Future program expansion is anticipated to support specific regional needs and institutional strengths, including atmospheric science, watershed and river management, hydropower, and nuclear decommissioning and waste management.

What can you do with a BS in environmental engineering?

As an environmental engineer, you may be involved in designing infrastructure to treat drinking water, wastewater, and stormwater; ensuring compliance to environmental technology, assessing impacts of pollutant, mitigating the effects of climate change, or evaluating the sustainability impact of emerging technologies.

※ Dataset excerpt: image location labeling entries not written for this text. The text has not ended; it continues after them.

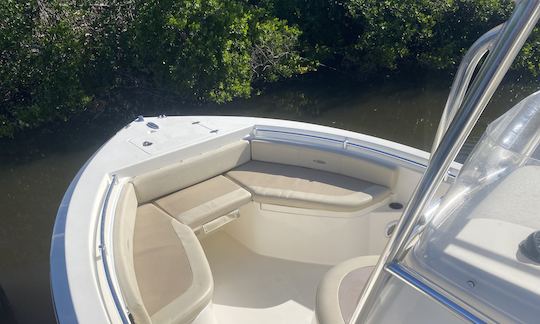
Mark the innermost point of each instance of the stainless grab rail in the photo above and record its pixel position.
(512, 37)
(461, 82)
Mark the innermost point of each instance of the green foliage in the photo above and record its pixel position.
(59, 58)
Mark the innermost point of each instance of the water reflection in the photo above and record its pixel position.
(36, 170)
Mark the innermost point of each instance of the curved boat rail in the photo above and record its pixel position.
(463, 78)
(509, 41)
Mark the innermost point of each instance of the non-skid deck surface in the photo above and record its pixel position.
(250, 288)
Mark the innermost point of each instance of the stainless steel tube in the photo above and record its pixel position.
(511, 39)
(462, 80)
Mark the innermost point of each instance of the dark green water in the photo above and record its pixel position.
(36, 170)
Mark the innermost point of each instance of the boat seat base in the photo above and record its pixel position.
(204, 202)
(340, 289)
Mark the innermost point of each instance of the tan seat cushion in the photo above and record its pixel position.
(336, 162)
(301, 187)
(172, 273)
(340, 289)
(205, 201)
(182, 174)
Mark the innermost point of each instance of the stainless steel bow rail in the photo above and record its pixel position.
(503, 44)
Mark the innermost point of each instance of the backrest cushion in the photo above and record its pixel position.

Graduates will go on to work for employers such as employers such as private consulting and industry, as well as utilities and government agencies (ORNL, TVA, NOAA, the Southeast Regional Climate Center, US Army Corp of Engineers, the USGS, and the Tennessee Department of Environment and Conservation).

Curriculum

The environmental engineering curriculum will include fundamental topics such as fluid mechanics, environmental chemistry, microbiology, fate and transport of environmental pollutants, environmental systems engineering, and risk assessment, as well as applied topics such as hydrology, water resources engineering, water, and waste treatment, air pollution control, solid and hazardous waste management, and energy systems.

Featured Courses

This course covers cross-cutting engineering approaches to analyze and solve current sustainability challenges. Students will learn some of the tools, protocols, and methods that are common to sustainability analysis, particularly focused on engineered systems.

This course provides an introduction to drinking water treatment and distribution systems, wastewater treatment and collection systems, air pollution, solid/hazardous waste, and environmental regulations.

Students learn fundamentals of air pollution and visibility reduction, air quality laws and regulations, air pollutions sources and impacts, and design of air pollution control technologies for gaseous and particulate pollutants.

Students are introduced to the hydrologic cycle and key physical processes such as precipitation, evaporation and transpiration, runoff, infiltration, and groundwater. Students learn tools for hydrological measurement, data acquisition, analysis, and interpretation; and applications for water resources management are discussed.

Complementary Minors

The following minors work well with environmental engineering to offer students the opportunity to develop and showcase a multidisciplinary skill set as they enter the next phases of their career. Use the link below to find out more about our programs and what you can do with an engineering degree.

Technical Electives

The following table contains a list of suggested technical electives for students in the BS ENVE program.  All 500 level Environmental Engineering courses can be applied towards technical electives.

Area of Interest Example Technical Electives
Infrastructure Engineering CE 210, CE 300
Energy and Sustainability ALEC 485, EEPS 206, EEPS 456, ESE 511, ESS 110, GOEG 346, ME 331
Nuclear Decommissioning and Environmental Management NE 233, 404, 406, 433, 542
Public Health PUBH 201, 202, 420
Fundamentals Accounting 200, EF 333, Physics 231, Physics 232, Math 251, ME 231, MSE 201, ECE 201, IE 405, IE 452, COSC 102, Chem 210, Chem 260/268

Policies

  • The technical electives may be a departmental offering, including a graduate course for undergraduate credit. A student must have a GPA of 2.75 or higher or have approval of the instructor to take a 500-level course for undergraduate credit.
  • Unless the course is specifically listed above, the course should be above the fundamental level in its topic area; first-year courses are usually not acceptable.
  • There must be a logical relationship between the course and a major interest area of the student. This category is not a place to put courses already taken which do not have a place elsewhere in the minimum degree requirements.
  • A transfer or first-degree course can be used as a technical elective if it meets these stipulations.
  • An advisor has the prerogative of requiring a student to justify the choice of a technical elective in writing, with that written note going into the student’s file.